For tiny newborn babies, it is the lack of sleep that is the muse-killer. I went back to trying to write when Trinity was three months old. She was not sleeping through the night yet. “The Lunatic Cafe” was the first book I finished after she was born. It was one of the most violent books I’d ever written at that time, I was so tired the morning I finished the book I was hallucinating. Those shapes you see out of the corner of your eyes, had turned into mice in my tired brain. Scarily, when I decided to prove to myself there were no mice, and approached one of them it stayed a mouse in my head as I got closer. I actually had to touch a rolled up electrical cord before my mind would see it wasn’t a mouse. I was that tired. It was a horrible year, and a wonderful year, because she was great, but Gods, I was exhausted.
I guess I don’t have any advice on how to combine parenthood and domesticity with being an artist. My solution was to hire help around the house and divorce the first husband. Not a possible, or recommended solution, by any means, but in the end it was what I did. My husband, Jon, has always understood that this was my career, and he was OK with that. My first husband had trouble taking it seriously, and couldn’t quite stop seeing me as the young woman he met and married in college instead of the very different career woman I’d become. I guess that’s my best advice on the home front, pick someone who will support you. Support you by helping divide up the domestic duties, especially childcare. There were nights I met my ex at the door with the baby. I handed her to him, and I went to work. Yes, I should have given him a few minutes to decompress after his work, but the muse was calling. I am aware that the failure of my first marriage wasn’t all him. But I wouldn’t change anything, because it helped me keep up a demanding book schedule and got me to the success I have today, and to a husband that suits me much better, and who I make much happier on the wife front.

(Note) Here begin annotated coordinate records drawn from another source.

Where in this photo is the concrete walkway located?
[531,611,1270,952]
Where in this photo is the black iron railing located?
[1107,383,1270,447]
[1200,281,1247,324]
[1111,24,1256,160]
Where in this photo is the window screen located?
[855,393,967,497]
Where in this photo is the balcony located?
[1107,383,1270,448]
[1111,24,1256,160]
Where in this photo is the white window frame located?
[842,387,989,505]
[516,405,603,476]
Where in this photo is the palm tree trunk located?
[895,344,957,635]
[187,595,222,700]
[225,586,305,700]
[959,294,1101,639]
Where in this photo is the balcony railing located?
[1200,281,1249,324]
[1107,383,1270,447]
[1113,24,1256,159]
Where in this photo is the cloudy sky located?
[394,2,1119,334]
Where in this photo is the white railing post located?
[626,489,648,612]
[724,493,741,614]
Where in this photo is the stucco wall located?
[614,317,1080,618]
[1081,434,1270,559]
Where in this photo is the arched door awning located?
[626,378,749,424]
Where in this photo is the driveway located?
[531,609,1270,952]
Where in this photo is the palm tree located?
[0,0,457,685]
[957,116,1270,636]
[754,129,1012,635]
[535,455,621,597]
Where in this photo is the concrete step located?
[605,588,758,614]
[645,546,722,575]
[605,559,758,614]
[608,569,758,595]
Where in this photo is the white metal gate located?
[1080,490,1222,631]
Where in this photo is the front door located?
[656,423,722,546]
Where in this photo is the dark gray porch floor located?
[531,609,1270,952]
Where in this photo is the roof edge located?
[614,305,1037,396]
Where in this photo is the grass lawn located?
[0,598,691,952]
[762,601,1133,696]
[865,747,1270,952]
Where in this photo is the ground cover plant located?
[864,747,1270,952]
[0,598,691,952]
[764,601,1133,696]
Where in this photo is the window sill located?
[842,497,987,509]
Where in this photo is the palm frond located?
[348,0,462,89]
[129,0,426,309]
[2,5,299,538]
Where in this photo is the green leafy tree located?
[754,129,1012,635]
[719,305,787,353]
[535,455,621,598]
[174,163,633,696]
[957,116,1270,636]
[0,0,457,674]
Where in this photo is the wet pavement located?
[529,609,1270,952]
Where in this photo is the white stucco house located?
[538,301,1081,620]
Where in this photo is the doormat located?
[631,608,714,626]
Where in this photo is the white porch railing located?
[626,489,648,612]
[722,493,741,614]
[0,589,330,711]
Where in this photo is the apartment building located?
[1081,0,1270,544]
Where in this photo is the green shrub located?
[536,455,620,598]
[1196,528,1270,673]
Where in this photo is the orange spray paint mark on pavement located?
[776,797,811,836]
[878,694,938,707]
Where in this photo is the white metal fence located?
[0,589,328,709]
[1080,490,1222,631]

I find the demands of everyday to be real soul-killers. It all drains me of energy and takes away from the muse, the art, the ability to produce pages. I always wanted the 1950’s wife, that probably never really existed, but someone that would subsume their life to support me in my career, bring me food and cups of tea and run the household. Problem is I’ve never been attracted to the kind of man that would do that for me. *laughs* I find myself drawn to other artists; writers, painters, sculptors, clothing designers, singers. Though haven written that, Pilar is an artist and a musican, but even there she cooks, but I do not expect her to do all the housework and organizing. That wouldn’t leave her time for her own art. The only Girl Friday I’m ever going to have will have to have a paycheck attached to her/him, not a love affair.